Roland stand mit Klaus etwas erhöht neben einer Balustrade. Mitternacht war schon längst vorbei und die beiden dürften gar nicht mehr hier sein. Aber ihr Aussehen täuschte über ihr wahres Alter gewaltig hinweg und niemand kam auf den Gedanken, dass die beiden Burschen erst siebzehn Jahre alte waren. Sie hielten jeder ein Glas Bier in der Hand und nippten seit Stunden daran herum. Bier in der Disco war noch eines der billigeren Getränke, aber trotzdem so teuer, dass Roland immer darauf achtete, nur eines zu trinken. Wenn sie sich besaufen wollten, dann war es billiger, im Supermarkt Alkohol zu besorgen und eine Privatparty in ihrem verlassenen Schuppen zu veranstalten anstatt dies in der überteuerten Disco zu tun.

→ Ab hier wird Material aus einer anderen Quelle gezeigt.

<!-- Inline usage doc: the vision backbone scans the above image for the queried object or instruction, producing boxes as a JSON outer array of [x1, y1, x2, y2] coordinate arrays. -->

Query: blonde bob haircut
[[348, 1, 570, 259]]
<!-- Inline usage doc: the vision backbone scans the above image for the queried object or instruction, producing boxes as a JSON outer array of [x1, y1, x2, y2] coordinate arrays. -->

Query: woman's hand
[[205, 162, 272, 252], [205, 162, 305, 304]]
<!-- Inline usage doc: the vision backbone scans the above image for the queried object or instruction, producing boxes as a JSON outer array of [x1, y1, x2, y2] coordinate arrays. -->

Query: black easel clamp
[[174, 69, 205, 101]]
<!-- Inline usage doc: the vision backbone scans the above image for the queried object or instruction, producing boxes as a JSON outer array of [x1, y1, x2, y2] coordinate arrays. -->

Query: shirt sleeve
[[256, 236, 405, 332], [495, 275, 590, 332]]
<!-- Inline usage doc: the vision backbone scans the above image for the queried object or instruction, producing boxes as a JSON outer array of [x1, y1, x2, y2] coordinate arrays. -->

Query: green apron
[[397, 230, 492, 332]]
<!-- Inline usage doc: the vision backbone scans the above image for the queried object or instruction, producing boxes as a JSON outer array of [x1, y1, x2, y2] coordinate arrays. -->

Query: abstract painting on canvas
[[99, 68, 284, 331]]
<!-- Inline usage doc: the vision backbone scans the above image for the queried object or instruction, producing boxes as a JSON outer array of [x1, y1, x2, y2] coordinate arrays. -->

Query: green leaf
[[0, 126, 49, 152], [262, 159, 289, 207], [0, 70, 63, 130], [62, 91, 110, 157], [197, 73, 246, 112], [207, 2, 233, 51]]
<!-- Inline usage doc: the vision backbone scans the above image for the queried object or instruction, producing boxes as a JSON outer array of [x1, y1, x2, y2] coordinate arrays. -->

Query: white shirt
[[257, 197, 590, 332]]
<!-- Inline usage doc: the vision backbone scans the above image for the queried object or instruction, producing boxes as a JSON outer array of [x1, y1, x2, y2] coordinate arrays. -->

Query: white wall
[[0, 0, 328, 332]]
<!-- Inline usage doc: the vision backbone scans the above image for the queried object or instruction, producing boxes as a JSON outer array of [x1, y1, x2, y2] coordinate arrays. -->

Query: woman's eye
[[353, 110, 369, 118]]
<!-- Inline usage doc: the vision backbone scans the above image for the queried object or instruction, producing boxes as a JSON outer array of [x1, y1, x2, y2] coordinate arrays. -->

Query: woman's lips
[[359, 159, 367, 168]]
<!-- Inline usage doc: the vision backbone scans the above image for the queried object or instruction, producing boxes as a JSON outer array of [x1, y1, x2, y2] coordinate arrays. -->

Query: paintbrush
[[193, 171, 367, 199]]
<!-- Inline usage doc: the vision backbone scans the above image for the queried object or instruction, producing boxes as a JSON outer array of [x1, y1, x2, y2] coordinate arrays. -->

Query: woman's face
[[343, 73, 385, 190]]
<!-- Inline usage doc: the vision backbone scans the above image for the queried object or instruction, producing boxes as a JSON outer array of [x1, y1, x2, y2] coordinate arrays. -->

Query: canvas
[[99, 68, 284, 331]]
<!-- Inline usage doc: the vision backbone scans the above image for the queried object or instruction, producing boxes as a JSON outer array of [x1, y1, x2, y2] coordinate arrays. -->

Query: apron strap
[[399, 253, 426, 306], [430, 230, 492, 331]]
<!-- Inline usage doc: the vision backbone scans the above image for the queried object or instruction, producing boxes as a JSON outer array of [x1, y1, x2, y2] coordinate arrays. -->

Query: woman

Zwei hübsche tanzende Mädchen erregten ihre Aufmerksamkeit. Ein dunkler Teint, lange schwarze Haare und kohlrabenschwarze Augen gaben ihrem Aussehen diesen südländischen, fast schon orientalische wirkenden Touch, der so exotische Wirkungen hatte. Immer wieder trafen sich die Blicke der Mädchen und der beiden Jungs und es begann sich ein knisterndes Spiel der Augen zu entwickeln. Irgendwann begann Klaus, im Rhythmus der Musik mitzutanzen. Zuerst auf der Stelle, dann sanft auf der Tanzfläche sich bewegend. In sich versunken näherte er sich immer weiter den beiden Schönheiten, die ihn aus den Augenwinkeln kichernd beobachteten. Dann befand er sich hinter ihnen und als sie sich umdrehten, verzog er das Gesicht zu einem Lächeln und ein lässiges ´Hallo` war zu vernehmen. Nicht akustisch, nur an der Form seines Mundes war es abzulesen. Die Mädchen lächelten aufreizend und ließen ihre perlweißen Zähne blinken. Roland hatte es Klaus inzwischen nachgemacht und nun tanzten sie wie zwei Pärchen im Takt der Musik. Die beiden Mädchen sahen sich an und kicherten immer noch.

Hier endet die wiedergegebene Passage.